Dozens of Price Heaven papers were spread out across the seat next to him. The window between the passenger compartment and the driver’s compartment was firmly shut. Maybe Tony had been right all along, and he was constitutionally incapable of solving the Price Heaven mess, because he didn’t understand enough about what the business needed to run, or to appeal to people. Maybe he should have done what Tony had urged him to do months ago and tried to live “normally” for a month or two, rent an apartment, put himself on a budget, shop at the very places Price Heaven’s customers liked to shop. Now it was too late. He was too aware of the fact that Price Heaven was his test. If he solved it, he would go on at the bank, or at another bank. He would have the career he had been trained to have. If he did not solve it, he would be shunted off to the sidelines. They wouldn’t fire him right away. It would look bad, and give the regulators ideas about who should be investigated in the Price Heaven collapse. Still, they’d fire him eventually, and when he found himself out on the street with his pockets out, he’d also find himself without an open sesame to other banks or to brokerages or to any of those places where someone like him expected to work. He was fitted to do nothing else but what he did. His accent would disqualify him for a job in any but about two-dozen firms. His taste in clothes would make him conspicuous in any retail operation.

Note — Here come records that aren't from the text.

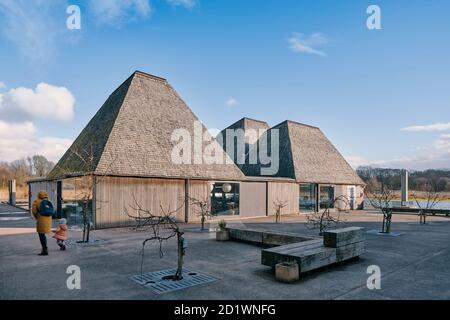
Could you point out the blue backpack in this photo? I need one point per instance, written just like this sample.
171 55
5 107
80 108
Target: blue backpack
46 208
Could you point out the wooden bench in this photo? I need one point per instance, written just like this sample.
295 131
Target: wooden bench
336 246
265 238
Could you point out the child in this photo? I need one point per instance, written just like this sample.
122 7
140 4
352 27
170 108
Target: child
61 234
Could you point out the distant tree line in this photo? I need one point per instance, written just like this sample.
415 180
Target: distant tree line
418 180
22 170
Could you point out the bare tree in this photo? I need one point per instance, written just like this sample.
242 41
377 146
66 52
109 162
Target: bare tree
325 220
279 205
430 200
380 197
203 208
162 227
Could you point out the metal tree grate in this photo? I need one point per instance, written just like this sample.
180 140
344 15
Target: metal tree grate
75 243
391 234
159 285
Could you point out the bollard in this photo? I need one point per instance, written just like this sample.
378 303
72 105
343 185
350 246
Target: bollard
12 192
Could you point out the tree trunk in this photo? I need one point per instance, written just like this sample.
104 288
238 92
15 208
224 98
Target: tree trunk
179 274
203 221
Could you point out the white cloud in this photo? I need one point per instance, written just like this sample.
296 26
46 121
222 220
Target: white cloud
301 43
430 127
232 102
184 3
20 140
45 102
29 26
114 11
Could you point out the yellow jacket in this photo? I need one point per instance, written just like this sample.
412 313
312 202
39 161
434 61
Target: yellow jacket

He looked out the windows again and saw that they were going through country now. Great rocky outcrops rose up on either side of the road. On this part of the interstate, it was as if America were largely uninhabited. Everything was country. Everything was pristine. He didn’t know what he was worried about. It was true that the very idea of living the kind of life Tony had suggested he sample made him break out in a cold sweat. He didn’t want to eat at McDonald’s or buy the kind of clothes that could be bought at Price Heaven. He didn’t want to see movies about aliens from outer space or Hob-bits or vigilante heroes who machine-gunned the landscape to save the damsel in distress. He didn’t want an SUV with a Britney Spears CD in the CD player. He didn’t want “entertaining” to mean a big Thanksgiving dinner with a thousand relatives in attendance and all the women in the kitchen afterward, cleaning up. He didn’t want to set his table with Martha Stewart Everyday dishes and glassware bought in big cardboard boxed sets at the local warehouse store. He didn’t want … to know any of those people, who were impossible to talk to, and who seemed to care about nothing he understood.